Walking didn’t come easily for Stryder, as his body was described as “bendy and floppy,” his legs turning all the way around. On the positive side, Angela said with a laugh, he had grown two inches as a result of the surgery, and now stands up straighter with a posture only a mother could love.
There are other changes in Stryder’s behavior since returning home on Oct. 7, noticeable to anyone who has seen him throughout his struggles. He is full of conversation, is quite animated and appears to the observer to be in significantly less pain.
“Stryder has not taken any pain medication since we have been home, not even Tylenol,” marveled Angela. “Every other person I have talked to has said that it could be eight months to years for recovery and subsiding pain.”
Stryder remains home from school for a few more weeks, not due to discomfort, but to protect him from doing too much too soon.
Even though he acts like he hasn’t had brain surgery, Stryder still needs a lot of help.
“I don’t want him to overdo it. He has had brain surgery even though he acts like nothing has happened,” said Angela. “I don’t know how, but that’s Stryder’s story. He has always been this resilient little boy.”
For now, it’s all about rest and recovery for Stryder, and Angela.

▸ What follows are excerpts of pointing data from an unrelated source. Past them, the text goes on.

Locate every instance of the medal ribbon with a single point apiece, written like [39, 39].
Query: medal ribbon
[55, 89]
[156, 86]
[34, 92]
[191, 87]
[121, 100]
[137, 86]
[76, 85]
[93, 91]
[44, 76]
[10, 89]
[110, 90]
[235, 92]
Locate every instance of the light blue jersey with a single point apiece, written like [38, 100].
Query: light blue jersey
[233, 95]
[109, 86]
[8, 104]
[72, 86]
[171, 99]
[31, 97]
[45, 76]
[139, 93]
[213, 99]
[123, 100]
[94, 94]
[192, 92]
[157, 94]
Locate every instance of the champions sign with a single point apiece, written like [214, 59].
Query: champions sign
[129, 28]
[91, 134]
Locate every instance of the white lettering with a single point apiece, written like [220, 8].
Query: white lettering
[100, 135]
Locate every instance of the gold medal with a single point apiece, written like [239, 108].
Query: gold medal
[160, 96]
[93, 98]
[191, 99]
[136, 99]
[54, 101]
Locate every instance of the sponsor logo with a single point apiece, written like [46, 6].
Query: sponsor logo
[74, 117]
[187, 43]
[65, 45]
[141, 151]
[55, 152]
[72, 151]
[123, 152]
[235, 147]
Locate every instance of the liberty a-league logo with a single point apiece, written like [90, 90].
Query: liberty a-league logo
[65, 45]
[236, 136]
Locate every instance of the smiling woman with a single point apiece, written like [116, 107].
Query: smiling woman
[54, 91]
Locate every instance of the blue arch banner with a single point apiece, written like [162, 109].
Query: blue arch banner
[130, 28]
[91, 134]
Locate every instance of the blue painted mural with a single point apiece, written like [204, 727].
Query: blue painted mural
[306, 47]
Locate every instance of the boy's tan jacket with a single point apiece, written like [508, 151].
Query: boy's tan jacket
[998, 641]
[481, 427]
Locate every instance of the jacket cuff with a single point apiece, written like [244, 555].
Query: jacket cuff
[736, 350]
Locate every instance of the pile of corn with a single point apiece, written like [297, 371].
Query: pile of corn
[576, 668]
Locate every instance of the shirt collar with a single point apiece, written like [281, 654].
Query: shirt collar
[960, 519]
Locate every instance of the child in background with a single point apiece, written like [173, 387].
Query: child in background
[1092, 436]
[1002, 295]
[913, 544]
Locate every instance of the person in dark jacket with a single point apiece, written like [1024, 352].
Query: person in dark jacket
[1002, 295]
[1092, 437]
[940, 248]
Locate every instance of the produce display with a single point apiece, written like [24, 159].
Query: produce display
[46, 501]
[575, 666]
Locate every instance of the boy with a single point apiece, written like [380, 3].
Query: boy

Angela says she feels OK now, but admits to finally feeling the effects of the emotional and difficult trip to New York.
“When I am in charge of everything and all the logistics, I don’t think of it when it is going on, but now I am really tired,” she said.
The community continues to help her out. The Crook County School’s kitchen continues to send dinners home to the family, something Angela is incredibly grateful for.
And, for now the latest, most difficult hurdle has been dealt with and Angela can relax just a bit, at least until the next hurdle presents itself.
“I think every hurdle is going to be the last one, but it can’t get any worse than brain surgery,” she said. “Any other surgery is going to be a walk in the park. We know he is not going to die now, that’s the big thing.”